Voyage atlantique: Journal de voyage
de Ernst Jünger

critiqué par Vince92, le 6 janvier 2023
(Zürich - 46 ans)


La note:  étoiles
Observateur attentif
Ce livre est un recueil de cinq récits de voyages effectués par Ernst Jünger entre les Première et Seconde Guerres mondiales. L'auteur des Orages d'aciers s'y révèle comme un fin observateur, un amoureux de la vie, versé dans l'art de la contemplation plutôt que dans celui de l'action. A l'occasion il se révèle à travers sa langue très imagée et érudite un véritable poète. S'adonnant à sa passion de la chasse subtile (à savoir la collecte et l'observation d'insectes) ou à l'étude minutieuse de la flore indigène, Jünger montre combien il est un auteur complet: pouvant se révéler pertinent dans l'étude des idées politiques, comme romancier ou diariste.

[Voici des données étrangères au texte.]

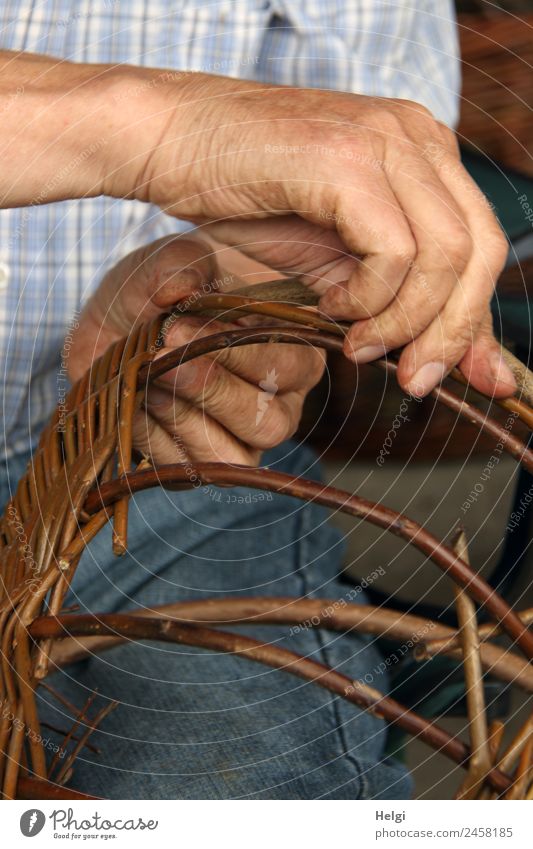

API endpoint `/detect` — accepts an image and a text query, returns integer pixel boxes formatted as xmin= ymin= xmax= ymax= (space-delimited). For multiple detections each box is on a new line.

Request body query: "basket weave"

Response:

Les trois premiers de ces voyages sont consacrés à des pérégrinations en Méditerranée: Printemps d'îles (Mer Egée, 1938), Coquille d'or (Sicile, 1929), Séjour dalmate (Côte dalmate, 1936). Dans le quatrième, Jünger relate son voyage brésilien, retour via les Canaries (Voyage atlantique, 1936) tandis que le dernier, Myrcun, est un échange de lettres entre lui et un correspondant inconnu (A noter que l'édition de la Table ronde est minimale... pas de préface, de mise en contexte, etc... le texte traduit et voilà tout) alors qu'il demeure en Norvège.
Il peut y avoir dans ces divers récits de voyage des longueurs qui paraîtront rébarbatives à plus d'un mais si le lecteur parvient à dépasser cette impression d'immobilité et de torpeur parfaitement rendues, toute la beauté de la langue admirablement traduite en français par Yves de Chateaubriant apparaîtra. L'amour que Jünger porte à la vie apparaît pleinement dans ses descriptions animales, c'est un véritable admirateur de la création terrestre auquel nous avons affaire ; son style se déploie parfaitement dans cet exercice délicat qu'est le récit de voyage.
Je ne cherchais pas malheureusement exactement cela en ouvrant ce livre mais plutôt une relation des moeurs des habitants des contrées traversées. Il y a un peu de ceci mais ces descriptions culturelles et sociologiques représentent la portion congrue du texte (Myrcun étant à ce titre largement le plus intéressant)
Bien que ce livre ait été un bon moment de lecture, j'imagine que son public se résumera aux inconditionnels de l'auteur et à tous les amoureux de la précision de la langue.